Association rule mining typically produces large numbers of rules, thereby creating a second-order data mining problem: which of the generated rules are the most interesting? And: should interestingness be measured objectively or subjectively? To tackle the amount of rules that are created during the mining step, the authors propose the combination of two novel ideas: first, there is rule change mining, which is a novel extension to standard association rule mining which generates potentially interesting time-dependent features for an association rule. It does not require changes in the existing rule mining algorithms and can therefore be applied during post-mining of association rules. Second, the authors make use of the existing textual description of a rule and those newly derived objective features and combine them with a novel approach towards subjective interestingness by using relevance feedback methods from information retrieval. The combination of these two new approaches yields a powerful, intuitive way of exploring the typically vast set of association rules. It is able to combine objective and subjective measures of interestingness and will incorporate user feedback. Hence, it increases the probability of finding the most interesting rules given a large set of association rules.
Nowadays, the discovery of association rules is a relatively mature and well-researched topic. Many algorithms have been proposed to ever faster discover and maintain association rules. However, one of the biggest problems of association rules still remains unresolved. Usually, the number of discovered associations will be immense, easily in the thousands or even tens of thousands. Clearly, the large numbers make rules difficult to examine by a user. Moreover, many of the discovered rules will be obvious, already known, or not relevant.
For this reason a considerable amount of methods have been proposed to assist a user in detecting the most interesting or relevant ones. Studies about interestingness measures can roughly be divided into two classes: objective and subjective measures. Objective (data-driven) measures are usually derived from statistics, information theory or machine learning and assess numerical or structural properties of a rule and the data to produce a ranking. In contrast to objective measures, subjective (user-driven) measures incorporate a user’s background knowledge and mostly rank rules based on some notion of actionability and unexpectedness.
In spite of a multitude of available publications the problem of interestingness assessment still is regarded as one of the unsolved problems in data mining and still experiencing slow progress (Piatetsky-Shapiro, 2000). The search for a general solution is one of the big challenges of today’s data mining research (Fayyad et al., 2003). Existing approaches for interestingness assessment have several shortcomings which render them inadequate for many real-world applications.

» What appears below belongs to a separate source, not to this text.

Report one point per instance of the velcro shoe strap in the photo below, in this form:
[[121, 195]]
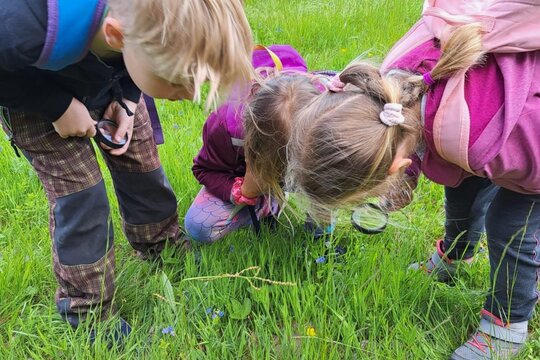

Nonetheless, objective and subjective measures both have their justification to be used within the process of interestingness assessment. Objective measures help a user to get a first impression at what has been discovered and to obtain a starting point for further exploration of the rule set. This exploration step can then be accomplished by methods for subjective interestingness assessment. Ideally, the interestingness assessment of association rules should therefore be seen as a two step process. It is clear that for this process to be optimal it is necessary that both, the calculus used for the objective and the subjective rating, are based on the same notion of interestingness. Nevertheless, most approaches for objective and subjective ratings have been developed independently from each other with no interaction in mind such that the information utilized for the objective is neglected for the subjective rating. In fact, approaches rarely do fit together.
In this article we discuss a framework which combines objective and subjective interestingness measures to a powerful tool for interestingness assessment and addresses the problems mentioned above. Our framework incorporates several concepts which only recently have been introduced to the area of interestingness assessment: rule change mining and user dynamics. In particular, we show how to analyse association rules for changes and how information about change can be used to derive meaningful and interpretable objective interestingness measures. Based on the notion of change, we discuss a novel relevance feedback approach for association rules. We relate the problem of subjective interestingness to the field of Information Retrieval where relevance estimation is a rather mature and well-researched field. By using a vector-based representation of rules and by utilizing concepts from information retrieval we provide the necessary tool set to incorporate the knowledge about change into the relevance feedback process.